Predictive Metabolomic Markers in Early to Mid-pregnancy for Gestational Diabetes Mellitus: A Prospective Test and Validation Study

Abstract

Gestational diabetes mellitus (GDM) predisposes pregnant individuals to perinatal complications and long-term diabetes and cardiovascular diseases. We developed and validated metabolomic markers for GDM in a prospective test-validation study. In a case-control sample within the PETALS cohort (GDM n = 91 and non-GDM n = 180; discovery set), a random PETALS subsample (GDM n = 42 and non-GDM n = 372; validation set 1), and a case-control sample within the GLOW trial (GDM n = 35 and non-GDM n = 70; validation set 2), fasting serum untargeted metabolomics were measured by gas chromatography/time-of-flight mass spectrometry. Multivariate enrichment analysis examined associations between metabolites and GDM. Ten-fold cross-validated LASSO regression identified predictive metabolomic markers at gestational weeks (GW) 10-13 and 16-19 for GDM. Purinone metabolites at GW 10-13 and 16-19 and amino acids, amino alcohols, hexoses, indoles, and pyrimidine metabolites at GW 16-19 were positively associated with GDM risk (false discovery rate <0.05). A 17-metabolite panel at GW 10-13 outperformed the model using conventional risk factors, including fasting glycemia (area under the curve: discovery 0.871 vs. 0.742, validation 1 0.869 vs. 0.731, and validation 2 0.972 vs. 0.742; P < 0.01).
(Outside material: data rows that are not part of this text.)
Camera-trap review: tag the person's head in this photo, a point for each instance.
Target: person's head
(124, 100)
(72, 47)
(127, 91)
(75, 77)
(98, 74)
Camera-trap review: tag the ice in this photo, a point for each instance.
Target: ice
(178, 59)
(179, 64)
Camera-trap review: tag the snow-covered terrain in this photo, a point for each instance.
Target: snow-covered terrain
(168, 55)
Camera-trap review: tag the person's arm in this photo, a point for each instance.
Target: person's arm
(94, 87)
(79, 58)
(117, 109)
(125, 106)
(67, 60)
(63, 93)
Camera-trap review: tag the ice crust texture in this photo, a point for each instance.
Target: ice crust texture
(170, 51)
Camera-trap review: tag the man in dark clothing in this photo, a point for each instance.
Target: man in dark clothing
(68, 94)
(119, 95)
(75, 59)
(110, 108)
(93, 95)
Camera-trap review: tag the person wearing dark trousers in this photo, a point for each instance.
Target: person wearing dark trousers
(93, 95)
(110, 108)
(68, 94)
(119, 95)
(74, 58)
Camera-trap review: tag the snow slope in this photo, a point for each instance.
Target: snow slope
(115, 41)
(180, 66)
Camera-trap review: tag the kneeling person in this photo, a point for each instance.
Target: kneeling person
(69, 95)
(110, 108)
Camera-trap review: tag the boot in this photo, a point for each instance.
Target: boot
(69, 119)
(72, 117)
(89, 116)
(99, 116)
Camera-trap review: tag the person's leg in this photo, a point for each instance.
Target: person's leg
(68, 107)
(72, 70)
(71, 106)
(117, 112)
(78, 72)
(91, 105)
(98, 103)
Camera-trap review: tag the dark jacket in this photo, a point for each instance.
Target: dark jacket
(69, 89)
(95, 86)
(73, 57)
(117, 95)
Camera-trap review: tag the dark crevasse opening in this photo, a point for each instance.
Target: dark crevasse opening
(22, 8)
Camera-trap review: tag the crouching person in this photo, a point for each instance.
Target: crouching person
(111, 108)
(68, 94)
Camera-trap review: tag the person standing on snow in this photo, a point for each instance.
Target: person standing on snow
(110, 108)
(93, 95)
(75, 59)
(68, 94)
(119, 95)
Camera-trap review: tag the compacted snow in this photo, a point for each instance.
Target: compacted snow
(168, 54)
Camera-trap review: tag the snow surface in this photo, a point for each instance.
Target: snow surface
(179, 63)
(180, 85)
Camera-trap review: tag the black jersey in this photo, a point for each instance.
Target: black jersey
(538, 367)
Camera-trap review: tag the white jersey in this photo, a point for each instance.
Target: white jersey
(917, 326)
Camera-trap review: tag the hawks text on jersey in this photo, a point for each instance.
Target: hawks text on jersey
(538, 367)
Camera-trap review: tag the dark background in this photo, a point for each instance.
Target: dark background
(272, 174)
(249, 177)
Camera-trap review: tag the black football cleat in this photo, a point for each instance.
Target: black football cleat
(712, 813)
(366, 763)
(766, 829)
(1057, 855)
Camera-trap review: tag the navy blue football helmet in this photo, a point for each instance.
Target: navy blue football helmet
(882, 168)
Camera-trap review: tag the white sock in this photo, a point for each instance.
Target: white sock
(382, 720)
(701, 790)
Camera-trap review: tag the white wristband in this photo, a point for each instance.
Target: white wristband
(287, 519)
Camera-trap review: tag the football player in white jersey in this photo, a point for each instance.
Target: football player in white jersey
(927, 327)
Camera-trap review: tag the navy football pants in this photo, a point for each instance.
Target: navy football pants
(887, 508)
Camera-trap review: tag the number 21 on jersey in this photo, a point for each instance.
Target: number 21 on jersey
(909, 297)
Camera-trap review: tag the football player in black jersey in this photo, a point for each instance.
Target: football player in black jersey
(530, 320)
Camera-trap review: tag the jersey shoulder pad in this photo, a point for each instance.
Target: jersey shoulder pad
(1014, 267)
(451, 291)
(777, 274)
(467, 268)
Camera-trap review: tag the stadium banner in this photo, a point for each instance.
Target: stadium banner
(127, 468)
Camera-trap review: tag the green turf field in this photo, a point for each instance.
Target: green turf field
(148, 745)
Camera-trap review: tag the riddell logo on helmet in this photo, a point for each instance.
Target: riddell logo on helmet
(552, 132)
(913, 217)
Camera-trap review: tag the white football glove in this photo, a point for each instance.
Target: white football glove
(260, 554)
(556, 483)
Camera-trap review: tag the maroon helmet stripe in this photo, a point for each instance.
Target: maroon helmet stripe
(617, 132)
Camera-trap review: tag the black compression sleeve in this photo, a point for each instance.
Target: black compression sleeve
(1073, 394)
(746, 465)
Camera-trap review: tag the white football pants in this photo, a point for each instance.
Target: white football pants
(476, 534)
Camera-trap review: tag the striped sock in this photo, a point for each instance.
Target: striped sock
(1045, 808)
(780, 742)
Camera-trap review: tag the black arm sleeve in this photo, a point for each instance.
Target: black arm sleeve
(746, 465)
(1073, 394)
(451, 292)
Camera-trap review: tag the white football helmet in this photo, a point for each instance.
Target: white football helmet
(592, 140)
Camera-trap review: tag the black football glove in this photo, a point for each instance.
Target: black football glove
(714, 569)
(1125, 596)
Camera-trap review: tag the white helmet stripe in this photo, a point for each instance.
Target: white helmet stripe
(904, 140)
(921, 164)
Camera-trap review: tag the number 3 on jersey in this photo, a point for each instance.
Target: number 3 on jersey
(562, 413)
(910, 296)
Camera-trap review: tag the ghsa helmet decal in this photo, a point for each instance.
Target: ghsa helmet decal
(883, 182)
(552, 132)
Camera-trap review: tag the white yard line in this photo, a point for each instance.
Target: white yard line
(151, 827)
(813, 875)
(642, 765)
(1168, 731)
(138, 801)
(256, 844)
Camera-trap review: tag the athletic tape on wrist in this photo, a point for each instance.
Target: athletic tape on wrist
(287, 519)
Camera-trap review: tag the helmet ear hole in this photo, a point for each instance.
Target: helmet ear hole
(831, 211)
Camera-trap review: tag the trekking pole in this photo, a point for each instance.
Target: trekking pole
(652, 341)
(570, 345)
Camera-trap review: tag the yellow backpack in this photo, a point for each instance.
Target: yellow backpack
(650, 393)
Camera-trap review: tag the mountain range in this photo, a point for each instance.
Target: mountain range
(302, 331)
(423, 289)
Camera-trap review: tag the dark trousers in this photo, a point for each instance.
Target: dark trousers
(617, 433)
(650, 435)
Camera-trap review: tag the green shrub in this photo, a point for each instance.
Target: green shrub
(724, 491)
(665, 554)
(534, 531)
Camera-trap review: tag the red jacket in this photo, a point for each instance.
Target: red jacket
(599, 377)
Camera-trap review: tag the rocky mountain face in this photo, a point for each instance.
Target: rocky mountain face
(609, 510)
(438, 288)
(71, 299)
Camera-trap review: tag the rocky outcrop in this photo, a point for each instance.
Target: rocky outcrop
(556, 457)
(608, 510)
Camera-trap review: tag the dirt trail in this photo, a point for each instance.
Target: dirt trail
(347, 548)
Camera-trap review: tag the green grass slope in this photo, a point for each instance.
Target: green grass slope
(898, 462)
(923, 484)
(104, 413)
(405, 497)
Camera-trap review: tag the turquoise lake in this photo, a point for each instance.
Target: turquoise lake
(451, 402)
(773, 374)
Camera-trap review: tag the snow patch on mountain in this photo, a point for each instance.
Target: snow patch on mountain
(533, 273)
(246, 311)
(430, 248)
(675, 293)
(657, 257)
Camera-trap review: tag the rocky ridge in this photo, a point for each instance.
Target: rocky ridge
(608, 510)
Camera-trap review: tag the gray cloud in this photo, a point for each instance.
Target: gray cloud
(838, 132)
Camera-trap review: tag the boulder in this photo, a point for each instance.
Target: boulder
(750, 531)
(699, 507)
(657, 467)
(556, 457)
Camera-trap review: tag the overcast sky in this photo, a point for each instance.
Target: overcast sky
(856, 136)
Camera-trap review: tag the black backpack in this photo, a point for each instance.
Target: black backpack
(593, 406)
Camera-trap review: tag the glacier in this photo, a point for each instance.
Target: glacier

Similar results were observed with a 13-metabolite panel at GW 17-19. Dysmetabolism is present early in pregnancy among individuals progressing to GDM. Multimetabolite panels in early pregnancy can predict GDM risk beyond conventional risk factors.

Figure 1

Study flowchart of the discovery set and validation set 1 (A) and validation set 2 (B). RCT, randomized controlled trial. *Case-control ratio of one to two, with two GDM cases; each had only one matched control with biospecimens available.

Figure 2

Volcano plots showing the associations of individual metabolites at GW 10–13 (A) and 16–19 (B) with risk of GDM in the PETALS nested case-control discovery set. Odds ratios (OR) were adjusted for maternal age at delivery, race/ethnicity, family history of diabetes, chronic hypertension, history of GDM, prepregnancy BMI, and gestational age at blood collection. Horizontal dashed line indicates the value of FDR-corrected level of significance.

Figure 3

Multivariate ChemRICH enrichment plots depicting the pathways and metabolite hits within each pathway at 10–13 (A) and 16–19 (B) weeks of gestation significantly associated with risk of GDM in the PETALS nested case-control discovery set. OR, odds ratio. *P value for pathway <0.05 after FDR adjustment. †Pathways significantly associated with risk of GDM at both gestational periods (P < 0.05).

Figure 4

Incremental prediction value of multimetabolite panels at GW 10–13 (A) and 16–19 (B) beyond conventional risk factors for GDM in the PETALS nested case-control discovery set. Receiver operating characteristic curves and AUC statistics were estimated by 10-fold cross-validation for GDM risk prediction using conventional risk factors (age at delivery, family history of diabetes, chronic hypertension, history of gestational diabetes, prepregnancy BMI, and fasting serum glucose values; model 1, red curves); a multimetabolite panel (model 2, green curves) selected by LASSO regression at 10–13 weeks (1,5-anhydroglucitol, 1-monoolein, 2,3-dihydroxybutanoic acid, 2-hydroxyglutaric acid, 5,6-dihydrouracil, alanine, α-aminoadipic acid, β-alanine, β-sitosterol, cellobiose, citramalic acid, citric acid, lactic acid, N-acetylputrescine, β-tocopherol, uric acid, and urea) (A) and 16–19 weeks of gestation (1,5-anhydroglucitol, 2,3-dihydroxybutanoic acid, 2-aminobutyric acid, α-aminoadipic acid, arachidic acid, aspartic acid, citric acid, hydrocinnamic acid, lauric acid, oleic acid, quinic acid, uracil, and uridine) (B); and the selected multimetabolite panel in addition to conventional risk factors (model 3, blue curves). P values for differences in AUC statistics between models were derived by DeLong test.